3 years ago

Automatically filtering out healthchecks on ECS and Kubernetes

Health-checks are peculiar things

Healthchecks is a monitoring technique with a special place flavor: healthchecks are fired off at regular, frequent intervals (sometimes every 10 seconds, sometimes 1 minute) by orchestration platforms and monitoring tools. Most healthchecks are HTTP-based, and the returned HTTP response is checks based on the status code and (sometimes) content. But really, the only healthchecks a person needs to know about, are those that fail, which usually lead to containers being torn down and other disruptive infrastructure changes.

Issues with health-checks in Lumigo

Given that Lumigo's pricing model is based on the amount of requests we process, the large amount of successful healthchecks that every container workload undergoes leads to undesirable consumption of quota, for data that is effectively not useful.
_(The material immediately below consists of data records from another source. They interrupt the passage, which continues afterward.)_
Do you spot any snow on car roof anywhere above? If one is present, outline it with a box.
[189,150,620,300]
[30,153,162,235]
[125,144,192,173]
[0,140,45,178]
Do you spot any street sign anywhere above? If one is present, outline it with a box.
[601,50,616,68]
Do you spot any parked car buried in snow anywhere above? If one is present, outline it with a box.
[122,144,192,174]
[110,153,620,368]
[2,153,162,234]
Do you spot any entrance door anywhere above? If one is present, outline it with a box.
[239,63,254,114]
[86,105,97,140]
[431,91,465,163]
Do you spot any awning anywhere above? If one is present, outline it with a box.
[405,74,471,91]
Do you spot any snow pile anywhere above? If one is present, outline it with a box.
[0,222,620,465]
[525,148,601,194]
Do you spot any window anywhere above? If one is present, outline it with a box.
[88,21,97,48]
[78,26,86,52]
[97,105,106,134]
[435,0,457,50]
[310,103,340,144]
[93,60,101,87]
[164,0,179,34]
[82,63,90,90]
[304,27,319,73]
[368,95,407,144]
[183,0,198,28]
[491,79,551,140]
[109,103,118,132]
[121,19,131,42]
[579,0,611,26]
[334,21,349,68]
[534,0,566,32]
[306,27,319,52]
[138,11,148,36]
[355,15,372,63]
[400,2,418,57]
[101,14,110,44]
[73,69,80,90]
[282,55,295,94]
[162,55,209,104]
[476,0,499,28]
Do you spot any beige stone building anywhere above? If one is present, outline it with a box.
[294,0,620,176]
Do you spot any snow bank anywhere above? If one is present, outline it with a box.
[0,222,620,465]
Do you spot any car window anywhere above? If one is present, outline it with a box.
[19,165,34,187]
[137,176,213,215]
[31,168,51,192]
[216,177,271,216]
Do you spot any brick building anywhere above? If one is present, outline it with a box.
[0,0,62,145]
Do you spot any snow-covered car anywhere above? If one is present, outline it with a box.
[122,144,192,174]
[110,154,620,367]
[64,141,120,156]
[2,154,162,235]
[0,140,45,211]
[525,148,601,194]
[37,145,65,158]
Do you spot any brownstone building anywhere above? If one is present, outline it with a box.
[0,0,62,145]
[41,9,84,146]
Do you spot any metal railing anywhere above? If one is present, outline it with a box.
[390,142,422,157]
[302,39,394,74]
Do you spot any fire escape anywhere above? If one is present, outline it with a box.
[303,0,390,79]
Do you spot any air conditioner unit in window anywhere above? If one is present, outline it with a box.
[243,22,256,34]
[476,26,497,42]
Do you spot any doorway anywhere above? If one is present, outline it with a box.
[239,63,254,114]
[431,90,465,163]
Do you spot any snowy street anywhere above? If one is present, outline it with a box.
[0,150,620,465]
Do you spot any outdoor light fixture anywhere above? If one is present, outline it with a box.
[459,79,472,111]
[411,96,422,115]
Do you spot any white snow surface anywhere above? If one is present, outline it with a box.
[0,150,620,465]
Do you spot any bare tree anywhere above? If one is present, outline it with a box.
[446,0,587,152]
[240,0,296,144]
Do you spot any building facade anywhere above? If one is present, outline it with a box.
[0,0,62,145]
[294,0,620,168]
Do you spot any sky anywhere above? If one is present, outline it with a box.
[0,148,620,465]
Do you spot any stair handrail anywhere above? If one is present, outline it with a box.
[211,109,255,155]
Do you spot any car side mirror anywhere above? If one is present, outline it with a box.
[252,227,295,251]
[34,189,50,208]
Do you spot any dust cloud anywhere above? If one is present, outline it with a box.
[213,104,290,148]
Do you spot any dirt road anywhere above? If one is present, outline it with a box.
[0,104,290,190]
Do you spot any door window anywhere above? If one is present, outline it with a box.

Moreover, successful healthchecks lead to noise in the Explore and Transactions view, degrading the overall experience.

Cutting the Gordian knot

Luckily, one can often spot recognize HTTP requests that are healthchecks pretty easily! Both AWS ELB health-checks, as well as Kubernetes ones (including EKS), come in with specific User-Agent headers. Lumigo now automatically drops in the data processing pipeline in the Lumigo platform all the spans that:

Carry the User-Agent HTTP header with values that are known to be health-checks, specifically ELB-HealthChecker/* (AWS ELB, often used with Amazon ECS) and kube-probe/ (Kubernetes, including Amazon EKS)
Return an HTTP status code that denotes a successful response (a.k.a.: `2xx` like `200 OK`, `201 Accepted`, etc.). This is because if a Health-check fails (e.g. returning HTTP status code 500), usually something bad is about to happen to your containers :-)

What do you need to do on your end?

Nothing. It just works with every version of tracers we released so far for containers and all HTTP OpenTelemetry instrumentations we have ever seen. Enjoy :-)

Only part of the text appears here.